Qui, la percezione di un muoversi spontaneo si fonde allora con il piacere di arrestare in qualche modo la marcia del tempo, e di tenere il futuro nel presente. Un terzo elemento interviene allora allorché i movimenti aggraziati obbediscono a un ritmo e sono accompagnati dalla musica. In tal caso il ritmo e la misura, permettendoci di prevedere ancor meglio i movimenti dell'artista, ci fanno credere di esserne i padroni. Siccome indoviniamo l'atteggiamento cha sta per assumere, quando l'assume effettivamente sembra quasi che ci stia obbedendo; la regolarità del ritmo fa sì che tra lui e noi si stabilisca una sorta di comunicazione. [...] Nel sentimento dell'aggraziato entrerà allora una specie di simpatia fisica. (Bergson 1889, trad. it. p .11)

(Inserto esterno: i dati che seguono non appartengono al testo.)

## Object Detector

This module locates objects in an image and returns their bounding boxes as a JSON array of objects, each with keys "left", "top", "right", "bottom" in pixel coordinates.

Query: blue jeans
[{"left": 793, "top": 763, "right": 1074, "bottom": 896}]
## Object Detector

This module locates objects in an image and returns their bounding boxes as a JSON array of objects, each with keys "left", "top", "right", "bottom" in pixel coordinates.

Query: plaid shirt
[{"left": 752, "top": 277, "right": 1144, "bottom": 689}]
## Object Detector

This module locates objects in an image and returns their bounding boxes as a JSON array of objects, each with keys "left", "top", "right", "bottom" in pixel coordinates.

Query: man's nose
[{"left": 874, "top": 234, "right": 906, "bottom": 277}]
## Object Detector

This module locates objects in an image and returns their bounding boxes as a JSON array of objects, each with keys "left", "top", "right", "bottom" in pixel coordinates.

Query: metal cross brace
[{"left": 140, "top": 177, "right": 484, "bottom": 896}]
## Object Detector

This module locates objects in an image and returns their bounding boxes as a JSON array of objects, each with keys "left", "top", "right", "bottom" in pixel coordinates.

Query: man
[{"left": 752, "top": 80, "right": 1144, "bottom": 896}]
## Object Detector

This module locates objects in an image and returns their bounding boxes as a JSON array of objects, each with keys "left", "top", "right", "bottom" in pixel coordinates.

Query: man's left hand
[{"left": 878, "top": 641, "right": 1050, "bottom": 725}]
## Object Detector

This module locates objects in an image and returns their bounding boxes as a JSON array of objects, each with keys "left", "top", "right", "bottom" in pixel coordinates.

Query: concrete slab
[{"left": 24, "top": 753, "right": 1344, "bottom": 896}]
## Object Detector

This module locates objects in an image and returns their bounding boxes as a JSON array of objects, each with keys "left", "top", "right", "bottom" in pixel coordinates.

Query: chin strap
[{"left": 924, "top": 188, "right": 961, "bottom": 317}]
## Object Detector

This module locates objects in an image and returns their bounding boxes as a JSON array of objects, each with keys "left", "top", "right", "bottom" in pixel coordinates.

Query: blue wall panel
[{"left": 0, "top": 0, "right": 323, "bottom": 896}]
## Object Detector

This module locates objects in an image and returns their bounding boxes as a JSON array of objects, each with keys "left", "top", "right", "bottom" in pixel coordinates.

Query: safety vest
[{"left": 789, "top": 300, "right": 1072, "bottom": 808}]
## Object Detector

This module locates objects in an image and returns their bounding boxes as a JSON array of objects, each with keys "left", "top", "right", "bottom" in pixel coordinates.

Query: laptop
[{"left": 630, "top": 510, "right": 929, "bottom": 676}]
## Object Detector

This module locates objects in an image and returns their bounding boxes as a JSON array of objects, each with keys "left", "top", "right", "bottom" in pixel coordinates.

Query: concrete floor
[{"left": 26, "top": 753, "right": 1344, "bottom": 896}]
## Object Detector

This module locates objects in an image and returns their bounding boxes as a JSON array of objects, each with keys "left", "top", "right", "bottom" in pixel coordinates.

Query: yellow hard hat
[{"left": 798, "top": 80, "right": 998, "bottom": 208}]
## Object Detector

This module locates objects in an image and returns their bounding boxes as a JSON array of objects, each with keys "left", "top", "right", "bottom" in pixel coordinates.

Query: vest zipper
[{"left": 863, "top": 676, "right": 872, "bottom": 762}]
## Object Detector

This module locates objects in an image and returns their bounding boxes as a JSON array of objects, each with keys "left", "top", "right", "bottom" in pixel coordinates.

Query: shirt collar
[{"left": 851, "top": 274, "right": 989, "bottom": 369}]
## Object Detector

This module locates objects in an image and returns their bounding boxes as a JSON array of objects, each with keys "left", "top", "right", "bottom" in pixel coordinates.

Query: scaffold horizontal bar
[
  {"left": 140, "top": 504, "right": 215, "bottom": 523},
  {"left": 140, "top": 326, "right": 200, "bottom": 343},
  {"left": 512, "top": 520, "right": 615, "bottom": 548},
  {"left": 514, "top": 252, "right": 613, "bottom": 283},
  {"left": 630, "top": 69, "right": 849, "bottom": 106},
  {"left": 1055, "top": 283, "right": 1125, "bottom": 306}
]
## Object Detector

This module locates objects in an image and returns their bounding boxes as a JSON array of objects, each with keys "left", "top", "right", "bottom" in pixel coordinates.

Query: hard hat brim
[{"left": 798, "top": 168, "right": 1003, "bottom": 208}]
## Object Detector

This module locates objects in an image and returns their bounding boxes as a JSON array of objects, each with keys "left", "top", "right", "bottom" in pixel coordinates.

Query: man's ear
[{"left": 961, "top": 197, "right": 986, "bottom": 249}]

Nella filosofia bergsoniana, nel nucleo del pensiero sugli «stati di coscienza», questa simpatia fisica va oltre la metafora: in presenza di uno più piaceri concepiti dall’intelligenza, afferma Bergson, il nostro corpo si orienta spontaneamente, come per una azione riflessa, verso uno di essi. Così, nell’immaginare un acuto cantato, e provando ad analizzare con attenzione quale sia la nostra idea di una nota più o meno alta, si finisce per pensare allo sforzo più o meno grande che il muscolo tensore delle vostre corde vocali dovrebbe fare per riprodurre a sua volta la nota. Ma al di là della componente somatica del pensiero del primo Bergson, certo interessante per una teoria delle passioni (pensiamo alle sue definizioni di collera), importante è sottolineare come per il filosofo francese il nostro sentire ritmico non abbia in realtà molto a che fare con il contare. La definizione di ritmo come «scansione temporale discreta» non deve trarre in inganno. Come si vedrà più avanti con Sartre, i suoni del sassofono ci giungono in modo successivo, ma tratteniamo ciascuna di queste sensazioni successive per organizzarla insieme alle altre in un gruppo che ricordi un'aria o un ritmo noto: e in questo caso non si contano i suoni, ma se ne raccogliere un'impressione per così dire qualitativa. Nel caso ci si proponga esplicitamente di contarli, sarà necessario allora dissociarli, e in questa dissociazione si instaura un ambito omogeneo in cui i suoni, svuotati della loro qualità, vuoti in un certo senso, lasciano tracce sempre uguali del loro passaggio (Bergson 1889, trad. it. p. 58). Impossibile, per Bergson, studiare le sensazioni

sulla base di questo conteggiare discreto. Ecco quindi il ricorso alla musica come esempio principe per illustrare la vita degli stati di coscienza. Le sensazioni si aggiungono dinamicamente le une alle altre, organizzandosi tra loro come le note di una melodia, una successione di cambiamenti qualitativi che si fondono, si penetrano, senza contorni precisi, senza alcuna tendenza a esteriorizzarsi gli uni rispetto agli altri. I suoni si compongono tra loro, e non agiscono grazie alla loro quantità come tale, ma grazie alla qualità che la loro quantità presenta, cioè all'organizzazione ritmica del loro insieme. Per valutare retrospettivamente il numero di colpi di piatto suonati dal batterista (poniamo quattro), la mia immaginazione deve battere di nuovo un colpo, poi due, poi tre, e finché non è giunta proprio al numero quattro, la sensibilità, consultata, ha risposto che l'effetto totale differiva qualitativamente (ivi, p. 79).